Another mistake is combining unlike terms. In \(2x+5\), you cannot combine \(2x\) and \(5\) because one has a variable and the other does not. But in \(2x+7x\), you can combine to get \(9x\).
Some equations look as if they should have a single numerical solution, but after the variable terms cancel, they reveal either a contradiction or an identity. This is one reason algebra teaches more than calculation: it teaches you to notice structure.
Checking matters. If you think an equation has one solution, substitute the value back into the original equation. If you think it has no solution or infinitely many solutions, try a few values to see whether the equation is always false or always true.
Linear equations are not just school exercises. In cost comparisons, the equation you write may match once, never match, or describe the same rule in two different ways. The algebra tells you which situation you are dealing with.

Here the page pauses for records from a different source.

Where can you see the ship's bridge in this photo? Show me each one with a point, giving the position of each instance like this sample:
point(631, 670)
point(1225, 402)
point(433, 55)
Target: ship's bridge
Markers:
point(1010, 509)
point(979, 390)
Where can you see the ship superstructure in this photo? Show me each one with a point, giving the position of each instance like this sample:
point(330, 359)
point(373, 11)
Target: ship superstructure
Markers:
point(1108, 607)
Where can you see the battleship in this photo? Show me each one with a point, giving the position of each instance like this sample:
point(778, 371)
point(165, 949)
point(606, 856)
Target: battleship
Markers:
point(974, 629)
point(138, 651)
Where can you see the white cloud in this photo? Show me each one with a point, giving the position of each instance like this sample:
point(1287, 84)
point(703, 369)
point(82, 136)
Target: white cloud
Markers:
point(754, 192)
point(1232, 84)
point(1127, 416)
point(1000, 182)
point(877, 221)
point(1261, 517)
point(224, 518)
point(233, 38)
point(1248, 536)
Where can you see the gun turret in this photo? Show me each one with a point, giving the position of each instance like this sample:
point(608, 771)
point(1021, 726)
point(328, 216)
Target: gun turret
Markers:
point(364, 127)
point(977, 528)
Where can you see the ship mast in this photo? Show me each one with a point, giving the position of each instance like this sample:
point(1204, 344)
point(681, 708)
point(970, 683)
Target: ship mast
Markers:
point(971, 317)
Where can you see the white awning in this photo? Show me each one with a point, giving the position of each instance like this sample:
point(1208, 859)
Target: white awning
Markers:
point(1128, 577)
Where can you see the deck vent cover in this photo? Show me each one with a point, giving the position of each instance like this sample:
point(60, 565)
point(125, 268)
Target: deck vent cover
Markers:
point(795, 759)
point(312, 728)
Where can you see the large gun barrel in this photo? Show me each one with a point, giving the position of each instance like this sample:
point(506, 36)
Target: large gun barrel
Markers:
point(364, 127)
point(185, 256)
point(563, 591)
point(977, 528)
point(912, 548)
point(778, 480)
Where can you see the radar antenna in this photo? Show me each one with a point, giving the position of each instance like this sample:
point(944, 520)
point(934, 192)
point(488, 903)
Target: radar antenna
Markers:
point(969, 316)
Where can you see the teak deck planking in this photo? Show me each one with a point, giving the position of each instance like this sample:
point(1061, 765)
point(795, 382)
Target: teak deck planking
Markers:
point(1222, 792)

Suppose Plan A costs \(\$10\) plus \(\$5\) per month, and Plan B costs \(\$25\) plus \(\$2\) per month, as [Figure 3] shows on a graph. If \(m\) is the number of months, then setting the costs equal gives \(10+5m=25+2m\). Solving gives \(3m=15\), so \(m=5\). The plans cost the same after \(5\) months, so this situation has one solution.
Now suppose two companies use exactly the same pricing rule, but one writes it as \(3(m+4)\) and the other writes it as \(3m+12\). Setting them equal gives \(3(m+4)=3m+12\), which simplifies to \(3m+12=3m+12\), then \(12=12\). Every value of \(m\) works, so the plans always match.
For a no-solution situation, imagine one company charges \(\$4\) per ticket plus a \(\$6\) fee, while another charges \(\$4\) per ticket plus a \(\$10\) fee. Setting totals equal gives \(4t+6=4t+10\). Subtracting \(4t\) from both sides leaves \(6=10\), which is impossible. Since the per-ticket rates are the same but the fixed fees are different, the totals never match.
Much later, when you graph linear equations, you will see that one solution means lines intersect once, no solution means lines are parallel, and infinitely many solutions means both equations describe the same line. That connection matches what you already know from algebra and makes that relationship visible.
Students should be ready for equations with variables on both sides, parentheses, and fractions. The same ideas still work: simplify carefully and watch the final form.
Worked example 4
Solve \(7x-4=3x+12\).
Step 1: Move variable terms to one side.
Subtract \(3x\) from both sides: \(7x-3x-4=12\), so \(4x-4=12\).
Step 2: Move constants to the other side.
Add \(4\) to both sides: \(4x=16\).
Step 3: Divide by \(4\).
\(x=4\).
\(x=4\)
Here the variable appears on both sides at the start, but the equation still leads to one solution.
Consider a fraction example: \(\dfrac{x}{3}+2=5\). Subtract \(2\) from both sides to get \(\dfrac{x}{3}=3\). Multiply both sides by \(3\), and you get \(x=9\). Fractions do not change the logic; they only require careful arithmetic.
Worked example 5
Determine the number of solutions for \(5(x-1)+3=5x-2\).
Step 1: Distribute and simplify.
\(5(x-1)+3=5x-2\) becomes \(5x-5+3=5x-2\), so \(5x-2=5x-2\).
Step 2: Remove the variable terms.
Subtract \(5x\) from both sides: \(-2=-2\).
Step 3: Interpret.
The final equation is true, so there are infinitely many solutions.
Now look at another variation: \(6(2x+1)=12x+9\). Distribute to get \(12x+6=12x+9\). Subtract \(12x\) from both sides to get \(6=9\). Since that is false, the equation has no solution.
These examples show that the form of the equation may change, but the three final possibilities do not.
When solving any linear equation in one variable, a steady process helps. First, simplify each side by distributing and combining like terms. Next, move variable terms and constants so the equation becomes easier to read. Finally, decide what the last simplified statement means.
If you reach \(x=a\), stop and check by substitution. If you reach \(a=a\), recognize infinitely many solutions. If you reach \(a=b\) with different numbers, recognize no solution. That classification is just as important as the algebraic work itself.